Home Forums HDP Installation Installation failed – Add nodes step

Tagged: 

This topic contains 28 replies, has 5 voices, and was last updated by  zuhair attya 3 months ago.

  • Creator
    Topic
  • #13650

    fbvdka
    Member

    I can not finalise the installation when I am trying add nodes.
    Actually, it failed during installation of ruby-libs.
    When I try yum install rubylibs , my system tells me that it requires libreadlines.so.5 even if compat-readline5 is installed !
    My system is RHEL 6.

Viewing 13 replies - 16 through 28 (of 28 total)

You must be logged in to reply to this topic.

  • Author
    Replies
  • #13908

    fbvdka
    Member

    Hi Larry and tedr,

    I am using DNS. I can sucessfully ssh to other nodes from the master, and ssh to itself too, obvioussly passwordless.

    Collapse
    #13799

    tedr
    Member

    Hi Fabrice,

    Can you successfully ssh from the node on which Ambari is being run to all other nodes in the cluster?

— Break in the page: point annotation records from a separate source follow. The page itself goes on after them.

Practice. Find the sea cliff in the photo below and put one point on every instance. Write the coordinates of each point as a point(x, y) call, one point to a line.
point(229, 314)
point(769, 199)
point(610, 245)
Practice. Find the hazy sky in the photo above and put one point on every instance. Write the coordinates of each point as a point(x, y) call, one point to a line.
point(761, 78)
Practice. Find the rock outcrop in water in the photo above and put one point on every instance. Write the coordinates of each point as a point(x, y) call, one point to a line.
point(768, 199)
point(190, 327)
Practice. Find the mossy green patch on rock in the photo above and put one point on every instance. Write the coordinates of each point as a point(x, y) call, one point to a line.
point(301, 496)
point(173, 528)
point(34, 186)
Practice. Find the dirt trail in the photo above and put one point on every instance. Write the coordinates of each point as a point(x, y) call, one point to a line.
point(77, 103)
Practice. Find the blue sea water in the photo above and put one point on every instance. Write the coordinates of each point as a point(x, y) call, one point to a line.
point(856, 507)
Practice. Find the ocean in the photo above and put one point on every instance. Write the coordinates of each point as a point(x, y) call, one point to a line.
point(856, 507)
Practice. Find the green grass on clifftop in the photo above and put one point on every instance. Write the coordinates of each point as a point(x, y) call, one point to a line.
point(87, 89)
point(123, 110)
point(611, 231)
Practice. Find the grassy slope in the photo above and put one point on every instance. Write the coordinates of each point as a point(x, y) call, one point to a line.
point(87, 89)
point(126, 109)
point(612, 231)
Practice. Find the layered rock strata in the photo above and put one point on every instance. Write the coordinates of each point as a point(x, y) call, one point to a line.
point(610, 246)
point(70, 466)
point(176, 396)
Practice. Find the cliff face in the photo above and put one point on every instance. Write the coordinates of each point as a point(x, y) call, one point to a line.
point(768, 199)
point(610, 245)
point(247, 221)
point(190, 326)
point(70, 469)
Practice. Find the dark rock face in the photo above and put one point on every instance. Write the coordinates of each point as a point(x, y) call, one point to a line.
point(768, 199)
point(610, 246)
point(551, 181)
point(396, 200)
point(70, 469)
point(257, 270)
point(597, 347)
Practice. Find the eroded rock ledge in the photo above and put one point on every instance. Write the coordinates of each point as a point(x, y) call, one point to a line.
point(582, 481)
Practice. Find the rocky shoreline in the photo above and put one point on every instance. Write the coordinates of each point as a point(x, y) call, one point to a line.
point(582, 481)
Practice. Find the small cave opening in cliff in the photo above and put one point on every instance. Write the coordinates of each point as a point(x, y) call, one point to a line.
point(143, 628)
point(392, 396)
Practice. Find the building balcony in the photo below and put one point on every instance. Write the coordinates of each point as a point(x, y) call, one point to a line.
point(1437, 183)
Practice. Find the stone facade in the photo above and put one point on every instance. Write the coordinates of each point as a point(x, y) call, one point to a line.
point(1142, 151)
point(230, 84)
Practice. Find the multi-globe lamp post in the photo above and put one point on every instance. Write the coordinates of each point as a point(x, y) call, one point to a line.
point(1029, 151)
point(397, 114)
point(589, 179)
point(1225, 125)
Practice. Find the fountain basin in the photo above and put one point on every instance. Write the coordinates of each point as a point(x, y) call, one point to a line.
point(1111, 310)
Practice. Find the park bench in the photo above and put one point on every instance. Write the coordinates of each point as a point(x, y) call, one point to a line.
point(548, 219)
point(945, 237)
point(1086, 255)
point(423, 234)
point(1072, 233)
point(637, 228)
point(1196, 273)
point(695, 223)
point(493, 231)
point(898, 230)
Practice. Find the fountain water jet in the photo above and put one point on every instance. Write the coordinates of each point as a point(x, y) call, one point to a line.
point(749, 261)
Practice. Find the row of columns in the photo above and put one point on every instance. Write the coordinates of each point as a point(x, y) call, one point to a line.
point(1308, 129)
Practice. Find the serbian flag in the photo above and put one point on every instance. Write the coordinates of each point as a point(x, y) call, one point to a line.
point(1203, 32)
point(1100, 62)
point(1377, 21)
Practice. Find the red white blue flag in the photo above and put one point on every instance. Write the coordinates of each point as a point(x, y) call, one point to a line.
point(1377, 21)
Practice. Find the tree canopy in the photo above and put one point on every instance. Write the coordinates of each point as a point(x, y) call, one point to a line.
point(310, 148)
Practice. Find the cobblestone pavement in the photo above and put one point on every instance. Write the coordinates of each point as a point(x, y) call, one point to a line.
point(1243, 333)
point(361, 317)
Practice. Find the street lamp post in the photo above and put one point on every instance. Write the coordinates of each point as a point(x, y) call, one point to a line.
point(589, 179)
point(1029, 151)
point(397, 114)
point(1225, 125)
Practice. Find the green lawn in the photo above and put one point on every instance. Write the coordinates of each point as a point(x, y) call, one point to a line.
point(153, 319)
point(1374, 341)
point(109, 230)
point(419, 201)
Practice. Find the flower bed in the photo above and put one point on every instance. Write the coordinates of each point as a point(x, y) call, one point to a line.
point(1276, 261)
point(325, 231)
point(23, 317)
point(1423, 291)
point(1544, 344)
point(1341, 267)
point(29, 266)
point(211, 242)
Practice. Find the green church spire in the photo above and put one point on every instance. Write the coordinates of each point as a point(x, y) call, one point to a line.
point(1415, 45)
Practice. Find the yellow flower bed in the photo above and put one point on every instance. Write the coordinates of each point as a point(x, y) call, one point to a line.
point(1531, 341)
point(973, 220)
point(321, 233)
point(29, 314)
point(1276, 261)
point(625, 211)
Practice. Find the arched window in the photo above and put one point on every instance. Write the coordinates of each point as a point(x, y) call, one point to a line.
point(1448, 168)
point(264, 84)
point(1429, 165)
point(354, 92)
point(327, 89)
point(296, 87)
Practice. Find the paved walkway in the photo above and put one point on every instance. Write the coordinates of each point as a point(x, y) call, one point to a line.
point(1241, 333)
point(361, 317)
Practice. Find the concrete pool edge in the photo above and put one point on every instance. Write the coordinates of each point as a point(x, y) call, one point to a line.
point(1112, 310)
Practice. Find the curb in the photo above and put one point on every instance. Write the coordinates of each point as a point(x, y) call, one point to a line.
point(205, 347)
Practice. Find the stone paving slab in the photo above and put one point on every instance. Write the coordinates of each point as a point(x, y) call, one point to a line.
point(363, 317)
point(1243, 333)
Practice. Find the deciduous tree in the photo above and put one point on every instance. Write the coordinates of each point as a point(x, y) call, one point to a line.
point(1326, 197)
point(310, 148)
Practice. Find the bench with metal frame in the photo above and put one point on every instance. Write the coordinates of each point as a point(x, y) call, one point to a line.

Also check that you can ssh from the Ambari machine to itself. All of this ssh’ing must be passwordless.

    Thanks,
    Ted.

    Collapse
    #13797

    Larry Liu
    Moderator

    Hi, Fabrice

    Thanks for providing the test information.

    Are you using /etc/hosts or DNS? If you use /etc/hosts, can you please check if all the hosts in the cluster are in the /etc/hosts on each node?

    Hope this helps.

    Larry

    Collapse
    #13784

    fbvdka
    Member

    Hi Larry,

    I am trying to install one master and three nodes.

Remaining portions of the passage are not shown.